I read the letter. It was Lieutenant Gearhart to Turner’s folks. It said that it was his fault that their son was dead, and he was sorry. There was a lot of pain in the letter. It said that Turner was hit in the back after our position had been exposed to the enemy.

I rewrote the letter. I said that Turner was fighting off the enemy, trying to let the rest of us escape, when he was killed. Gearhart was in the mess hall, slumped over a cup of coffee when I found him and showed him the letter. He read it slowly, and shook his head.

“Captain Stewart told me to write it,” I said.

“If I hadn’t set off that damned flare…” His voice trailed off.

“He still might have got it,” I said. “You can’t tell.”

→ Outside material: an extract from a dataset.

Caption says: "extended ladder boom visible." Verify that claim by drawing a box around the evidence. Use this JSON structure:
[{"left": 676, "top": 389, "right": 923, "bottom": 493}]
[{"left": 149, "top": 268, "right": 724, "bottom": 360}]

“You know, I never thought much about black people before I got into the army. I don’t think I was prejudiced or anything — I just didn’t think much about black people.”

“Well, we’re here,” I said.

“I think I should let his parents know what happened,” Gearhart said. “I don’t want to be let off the hook.”

“The letter I wrote,” I said, “is going to sit better with his family. You might feel bad, like you need to get something off your chest, but don’t drop it on his folks. It’s going to be hard enough just having him dead.”

He looked at me, then pushed the letter across the table. “Yeah, I guess you’re right.”

I wanted to be pissed at him. I wanted to think that he was crap because of what he said about black people. But the only thing I could think about was that I was glad it was Turner, and not me. It wasn’t what I wanted to feel, or what I thought I was supposed to feel.

Jamal came by and showed me the body-count figures. Stewart had listed twenty-eight of the enemy as killed.

We got the word that the first hamlet we had worked on the pacification patrol was being harassed by the VC. A Major Leff was giving us the rundown about what was going on. He seemed to know what he was talking about.

“We’ve seen the infiltration over the last two months or so,” he said. “We thought it was in response to the peace talks. They’ve been stalling in the talks, and the thinking was that they wanted to get into a favorable position before the talks get under way so they can claim more territory than they actually had. But now we re not sure. Intelligence reports a lot of movement just north of the DMZ and in Cambodia and Laos.

“The harassment of the hamlets and villages is part of the whole movement. If they can terrorize the villages, then they can create a hostile atmosphere in them for us. You have to remember that there’s as much of a psychological war going on over here as there is a physical war. I have the feeling that we could win the real war and still lose the psychological war.

“What I want from you men is as much vigilance as possible until the situation is clearer. Your officers have all been briefed, but it’s up to you guys to do the job. God be with each and every one of you.”